In the past few weeks, I have spoken to AI to place orders for food, read articles which have been partly generated using AI, and seen people consult AI for medical assistance (including a doctor), research help, and (frighteningly) social advice. These pseudo-interactions with AI come on top of our already frequent mediated-interactions or would-be interactions with real persons—texts, comments, emails, mobile orders, contactless package deliveries, and the like. These virtual substitutes for authentic and unmediated human interactions have become commonplace. But unlike our use of older technologies such as washing machines, toasters, and refrigerators—which perform small tasks which would ordinarily take much time or money—and even unlike those technologies which have allowed us to interact with other people in a mediated way, our engagement with LLMs, generative AI, and neural networks spare us the necessity of relating to other humans at all. In this sense, AI is a technology that is categorically different from anything that has come before it. While technology before AI often served to increase efficiency in daily life, often to the detriment of relationality, AI presents itself as offering to replace relationality entirely.
And now, the unfortunate introduction of pseudo-relational AIs on platforms such as Meta and X will only hasten this strange dissociation with reality as we further outsource those aspects of our lives which are ordinarily relational.
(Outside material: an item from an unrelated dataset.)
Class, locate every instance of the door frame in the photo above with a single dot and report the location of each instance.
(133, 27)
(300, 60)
While Marx went philosophically astray in countless ways, his diagnosis of the problems that arose in the fallout from the Industrial Revolution are nonetheless worth considering. He was right in observing that, since man had been consigned to acting as a cog in a machine, he had come to stop seeing his work as something which flowed from his rationality, the product of his effort as something tangible, or his wage as a direct fruit of his work. In the cognitive dissonance caused by doing manual labor for hours on-end in the factory, man became alienated from himself, from society, and from his work.
The advent of self-driving cars, though an interesting use of AI, is ultimately just another way we have outsourced ourselves and our rational capacities to machines.
As we replace more and more people who provided services which would formerly require relationality—teachers, food handlers, and taxi drivers, for example—we will only further alienate ourselves from our humanity, since we are essentially relational beings. In outsourcing our relationality, our culture has begun to believe that human relationality is, at best, not unique. At worst, our culture has begun to accept the idea that it is unnecessary. As the new revolution comes to a head, we will come to realize that our acceptance of AI was hasty, and our integration of it was flippant.
In the meantime, we all ought to delete some apps, touch some grass, and remember that any counter revolution must begin with leading simple lives.